Nvidia Vera : un CPU ARM 50% plus rapide que le x86
Le CPU Vera de Nvidia embarque 88 cœurs Olympus ARM custom, promettant 50% de perf en plus que le x86. Direction le PC gaming ? Pas si vite.
Nvidia se lance dans les processeurs, et ça pourrait tout changer
Nvidia est connu depuis trente ans pour ses cartes graphiques (les GPU, ces puces spécialisées dans l'affichage des images et, plus récemment, l'intelligence artificielle). Fabriquer des processeurs centraux (les CPU, le cerveau principal de l'ordinateur), c'était le terrain d'Intel et AMD. Personne n'imaginait vraiment Nvidia s'y aventurer.
Et pourtant. Au salon GTC 2026, Jensen Huang, le patron de Nvidia, a dévoilé Vera. Un processeur conçu entièrement en interne, basé sur l'architecture ARM (un type de processeur qu'on retrouve dans tous les téléphones et dans les Mac récents d'Apple, connu pour son efficacité énergétique). Et pas un petit essai timide : 88 cœurs (les unités de calcul du processeur), avec la promesse d'être 50 % plus rapide que n'importe quel processeur classique actuel.
Olympus, le cœur du nouveau processeur
Au centre de Vera, il y a Olympus. C'est le nom des cœurs (les unités de calcul individuelles) que Nvidia a conçus de zéro. Pas des cœurs empruntés à d'autres fabricants, du sur-mesure complet.
Chaque cœur peut traiter 10 instructions par cycle (un cycle, c'est le battement de cœur du processeur). C'est le même niveau que les puces Apple M qui dominent le marché en termes de performances individuelles depuis leur lancement. Nvidia vise clairement les meilleurs.
Nvidia a aussi créé sa propre technologie de multitâche, baptisée Spatial Multithreading. Pour comprendre : le multitâche classique, c'est comme un jongleur qui lance des balles une par une en alternance. La version Nvidia, c'est plutôt un jongleur avec plusieurs paires de mains, chacune dédiée à une tâche.
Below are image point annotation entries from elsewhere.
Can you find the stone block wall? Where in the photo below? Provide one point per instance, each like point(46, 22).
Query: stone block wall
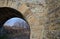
point(42, 16)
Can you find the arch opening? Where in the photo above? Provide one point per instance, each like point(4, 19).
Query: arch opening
point(7, 13)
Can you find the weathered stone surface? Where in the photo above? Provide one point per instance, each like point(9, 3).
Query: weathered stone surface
point(43, 16)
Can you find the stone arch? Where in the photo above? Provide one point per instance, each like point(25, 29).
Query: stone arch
point(29, 16)
point(7, 13)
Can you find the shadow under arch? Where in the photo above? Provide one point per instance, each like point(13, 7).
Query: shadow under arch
point(7, 13)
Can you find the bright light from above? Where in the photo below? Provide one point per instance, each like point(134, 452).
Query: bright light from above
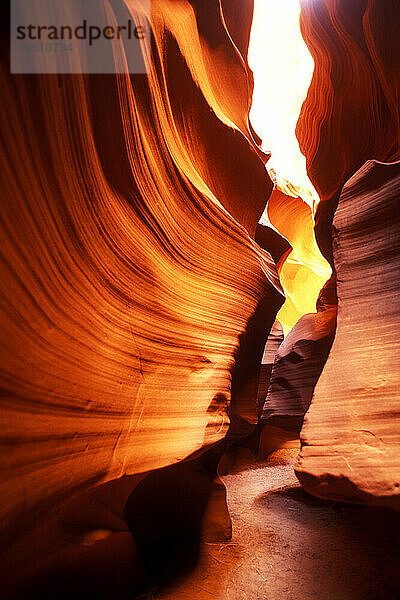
point(283, 68)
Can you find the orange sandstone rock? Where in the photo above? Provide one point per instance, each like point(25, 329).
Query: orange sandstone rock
point(351, 436)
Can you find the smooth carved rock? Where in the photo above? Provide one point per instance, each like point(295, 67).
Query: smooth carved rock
point(128, 265)
point(351, 112)
point(351, 436)
point(298, 364)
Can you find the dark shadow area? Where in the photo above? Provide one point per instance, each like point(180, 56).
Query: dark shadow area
point(354, 547)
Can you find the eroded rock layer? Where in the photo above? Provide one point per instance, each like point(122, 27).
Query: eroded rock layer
point(351, 112)
point(128, 267)
point(351, 436)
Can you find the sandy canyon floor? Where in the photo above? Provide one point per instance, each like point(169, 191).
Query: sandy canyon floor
point(287, 545)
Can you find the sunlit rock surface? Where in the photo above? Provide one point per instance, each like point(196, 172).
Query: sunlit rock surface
point(351, 437)
point(128, 264)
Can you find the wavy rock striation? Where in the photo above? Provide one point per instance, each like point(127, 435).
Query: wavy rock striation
point(127, 261)
point(351, 435)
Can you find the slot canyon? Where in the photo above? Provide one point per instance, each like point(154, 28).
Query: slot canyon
point(200, 295)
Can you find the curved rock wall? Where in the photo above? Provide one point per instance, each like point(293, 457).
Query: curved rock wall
point(351, 112)
point(128, 267)
point(351, 436)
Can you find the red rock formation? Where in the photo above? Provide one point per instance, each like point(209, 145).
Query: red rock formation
point(351, 436)
point(351, 112)
point(127, 262)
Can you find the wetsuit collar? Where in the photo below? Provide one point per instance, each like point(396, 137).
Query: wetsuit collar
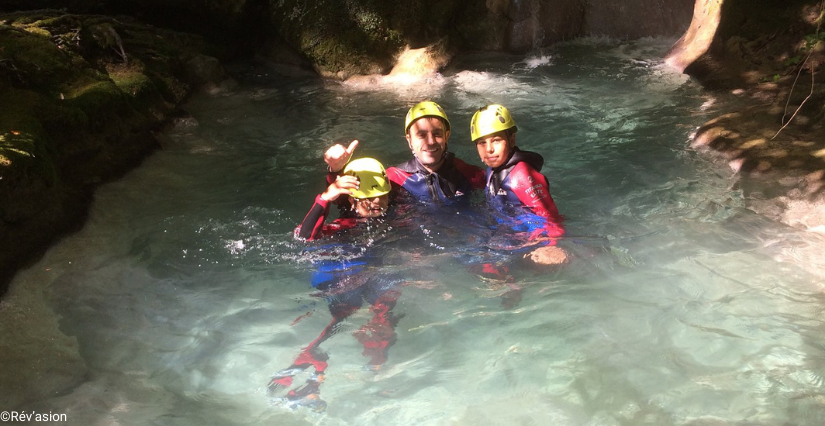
point(415, 166)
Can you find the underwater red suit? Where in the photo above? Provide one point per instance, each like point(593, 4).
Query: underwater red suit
point(345, 284)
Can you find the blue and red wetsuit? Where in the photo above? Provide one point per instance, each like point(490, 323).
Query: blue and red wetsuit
point(313, 226)
point(345, 283)
point(453, 179)
point(519, 182)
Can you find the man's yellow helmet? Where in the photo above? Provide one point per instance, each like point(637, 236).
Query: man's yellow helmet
point(425, 109)
point(491, 119)
point(371, 175)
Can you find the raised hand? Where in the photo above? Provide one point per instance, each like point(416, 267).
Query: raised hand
point(337, 156)
point(343, 185)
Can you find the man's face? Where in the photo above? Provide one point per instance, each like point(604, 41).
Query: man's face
point(428, 141)
point(495, 149)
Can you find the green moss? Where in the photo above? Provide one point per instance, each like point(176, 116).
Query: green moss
point(23, 147)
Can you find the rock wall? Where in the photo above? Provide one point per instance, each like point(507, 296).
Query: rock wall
point(340, 38)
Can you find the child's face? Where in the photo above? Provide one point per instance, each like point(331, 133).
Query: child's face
point(495, 149)
point(370, 207)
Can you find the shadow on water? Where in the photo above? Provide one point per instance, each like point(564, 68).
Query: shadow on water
point(192, 303)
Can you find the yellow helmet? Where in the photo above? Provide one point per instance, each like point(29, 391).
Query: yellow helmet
point(491, 119)
point(371, 175)
point(425, 109)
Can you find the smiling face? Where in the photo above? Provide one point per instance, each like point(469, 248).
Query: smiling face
point(428, 141)
point(495, 149)
point(370, 207)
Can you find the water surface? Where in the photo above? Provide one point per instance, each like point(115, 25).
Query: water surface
point(186, 291)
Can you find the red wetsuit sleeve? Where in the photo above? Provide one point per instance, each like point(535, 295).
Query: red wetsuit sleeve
point(533, 191)
point(397, 177)
point(312, 226)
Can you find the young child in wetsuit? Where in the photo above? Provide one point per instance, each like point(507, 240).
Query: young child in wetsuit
point(514, 178)
point(346, 283)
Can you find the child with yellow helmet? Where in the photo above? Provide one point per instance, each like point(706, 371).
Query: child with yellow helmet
point(514, 176)
point(365, 184)
point(345, 284)
point(434, 173)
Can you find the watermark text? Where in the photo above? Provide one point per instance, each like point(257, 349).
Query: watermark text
point(31, 416)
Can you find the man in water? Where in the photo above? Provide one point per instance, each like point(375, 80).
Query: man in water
point(434, 173)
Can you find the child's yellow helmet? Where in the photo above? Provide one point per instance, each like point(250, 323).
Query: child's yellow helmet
point(491, 119)
point(371, 175)
point(425, 109)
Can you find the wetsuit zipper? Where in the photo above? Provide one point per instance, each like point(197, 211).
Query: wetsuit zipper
point(431, 187)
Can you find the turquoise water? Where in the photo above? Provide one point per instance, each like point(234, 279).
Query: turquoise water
point(186, 291)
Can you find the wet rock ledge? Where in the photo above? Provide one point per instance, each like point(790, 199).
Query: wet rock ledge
point(82, 96)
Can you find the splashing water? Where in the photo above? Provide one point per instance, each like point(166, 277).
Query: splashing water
point(187, 293)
Nvidia affirme que ça élimine les ralentissements qu'on observe habituellement.
Des chiffres impressionnants
Les caractéristiques de Vera donnent le tournis. 88 cœurs, 176 fils d'exécution (chaque cœur peut gérer deux tâches en parallèle), et 162 mégaoctets de mémoire cache (une mémoire ultra-rapide intégrée directement dans le processeur, comme un petit bloc-notes de brouillon toujours à portée de main).
Côté mémoire, Nvidia a choisi la LPDDR5X, la même technologie que dans les ordinateurs portables actuels. Mais la quantité de données qui peut circuler entre le processeur et la mémoire atteint 1,2 téraoctets par seconde (soit 1 200 gigaoctets par seconde). Pour un processeur, c'est colossal. Imaginez une autoroute à cent voies au lieu de quatre.
Et pour jouer aux jeux vidéo ?
C'est la vraie question pour les joueurs. Pour l'instant, Vera est un processeur de serveur destiné aux centres de données pour l'intelligence artificielle. Pas question de le trouver dans votre ordinateur de bureau demain matin.
Mais Nvidia prépare le terrain. Le premier processeur Nvidia pour PC de bureau arrivera bientôt, et la génération suivante pourrait intégrer les fameux cœurs Olympus. Nvidia ferait alors pour le PC ce qu'Apple a fait pour le Mac : créer sa propre puce maison ultra-performante.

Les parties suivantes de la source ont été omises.